Current wait reason: this is Railiance/operator-owned live cluster work. State
Hub handoff message `9a074b7c-4b87-4e3c-a6bf-e1fe5580daa8` asks
`railiance-cluster` to reconcile the updated config and smoke it.
2026-06-19 recheck:
- Deployed `llm-connect` into the `activity-core` namespace on `railiance01`
(the cluster that runs `actcore-worker`). `coulombcore` had llm-connect only;
the in-cluster Service URL is cluster-local.
- `actcore-runtime-config` already exposed the verified URL and timeout;
`deployment/actcore-worker` was restarted and now reports
`LLM_CONNECT_URL=http://llm-connect.activity-core.svc.cluster.local:8080`.

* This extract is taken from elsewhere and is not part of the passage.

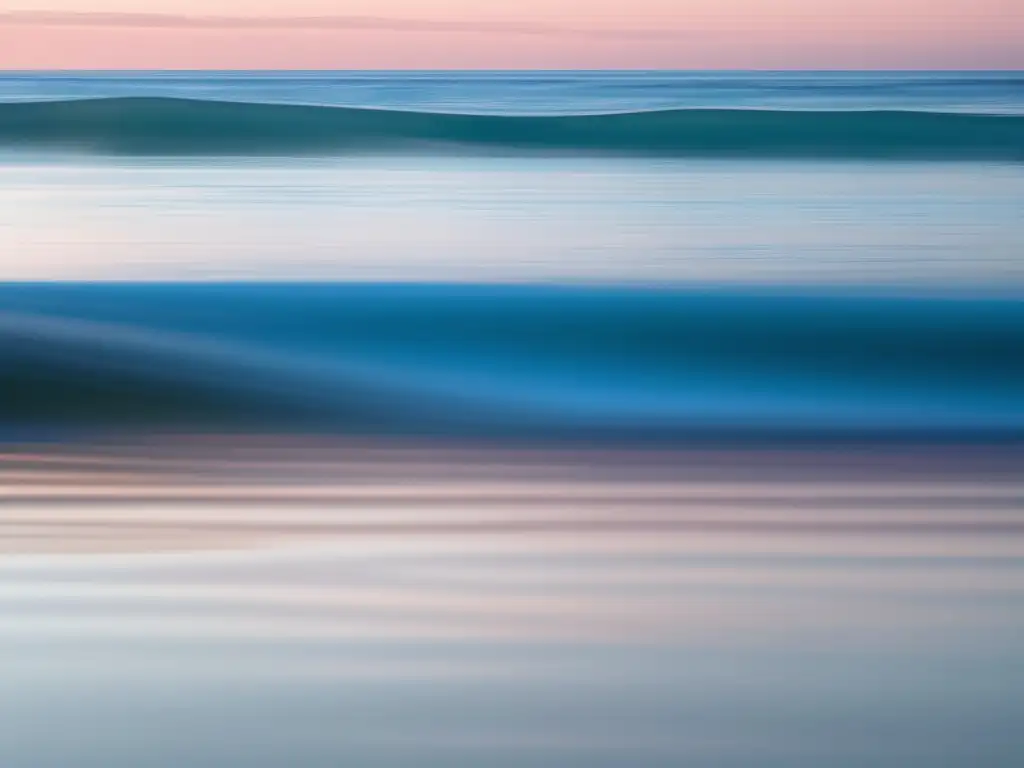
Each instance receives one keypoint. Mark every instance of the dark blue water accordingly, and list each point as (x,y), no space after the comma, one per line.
(525,420)
(545,363)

- `llm-connect-provider-secrets` reports `DATA 1`; no Secret values were
inspected.
- Worker health probe to llm-connect `/health` returns `{"status": "ok"}`.
- `actcore-state-hub-bridge` remains `0/1` Ready with upstream timeouts, so T02
is not fully closed until the node-local State Hub tunnel is restored.

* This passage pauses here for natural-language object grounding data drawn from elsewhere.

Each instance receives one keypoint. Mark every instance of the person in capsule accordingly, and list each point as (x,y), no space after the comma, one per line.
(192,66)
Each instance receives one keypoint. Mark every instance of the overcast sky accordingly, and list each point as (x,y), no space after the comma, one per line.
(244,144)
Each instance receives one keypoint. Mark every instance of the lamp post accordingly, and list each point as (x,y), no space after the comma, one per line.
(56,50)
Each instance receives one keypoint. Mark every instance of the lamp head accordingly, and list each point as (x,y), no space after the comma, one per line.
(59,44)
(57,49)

## Run Daily Triage Fixture Smoke
```task
id: ACTIVITY-WP-0010-T03
status: wait
priority: high
state_hub_task_id: "10e0df77-c230-4a82-b720-23c66bd17c0a"
```
After T02, run a manual or smoke execution of
`daily-statehub-wsjf-triage` against the live activity-core runtime.
Done when:
- the run calls llm-connect through the configured Service URL;
- llm-connect returns content accepted as schema-valid daily-triage JSON;
- State Hub receives a `daily_triage` progress item with `output_validated=true`;
- the working-memory daily-triage note exists at the path recorded in State Hub
detail;
- `scripts/verify_daily_triage.py` reports the smoke/manual run as present.
2026-06-19 recheck:
- In-namespace llm-connect fixture smoke on `railiance01` passed:
`smoke: pass health=ok latency_seconds=1.681 recommendations=1`.

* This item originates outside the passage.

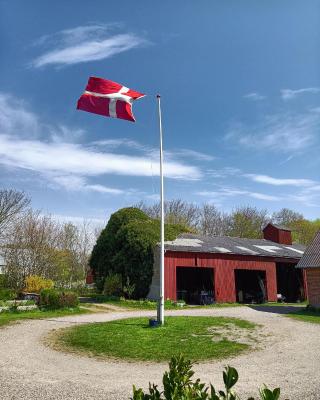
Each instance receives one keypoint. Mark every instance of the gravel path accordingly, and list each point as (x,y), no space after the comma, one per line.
(289,358)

- Manual `POST /activity-definitions/6fca51fa-387a-4fd0-bc4e-d62c29eb859a/trigger`
reached llm-connect, but the workflow failed at `persist_instruction_reports`
with `state-hub-progress` sink `Connection refused` while
`actcore-state-hub-bridge` is unhealthy.
- T03 therefore remains open until State Hub bridge reachability is restored and
a run emits non-secret `daily_triage` progress with `output_validated=true`.
## Collect Three Clean Scheduled Runs
```task
id: ACTIVITY-WP-0010-T04
status: wait
priority: high
state_hub_task_id: "dc6b9482-cf43-4fc5-994b-dcd7dea47db7"
```
Let the normal 07:20 Europe/Berlin schedule produce three consecutive clean
daily triage runs after the live config reconciliation.
Done when:
- three consecutive scheduled runs have Temporal workflow evidence,
`activity_runs` rows, State Hub `daily_triage` progress, and working-memory
notes;
- none of the three runs are merely manual smoke tests or `execution_failed`
diagnostics;
- calibration feedback is recorded in State Hub;
- `ACTIVITY-WP-0006-T03` and `ACTIVITY-WP-0009-T01` can move from `wait` to
`done`.
## Close Handoff State
```task
id: ACTIVITY-WP-0010-T05
status: wait
priority: medium
state_hub_task_id: "ecc57e21-1716-4daa-aba6-d8a6d824e4ed"
```
Update the surrounding workplans and State Hub once the live daily triage gate
passes.
Done when:
- `ACTIVITY-WP-0006` records the three-run calibration evidence;
- `ACTIVITY-WP-0009` records the scheduled-run trust gap closure;
- any temporary `needs_human` flags created for the llm-connect provider/config
handoff are cleared or replaced by a narrower follow-up;
- this workplan is marked `finished`.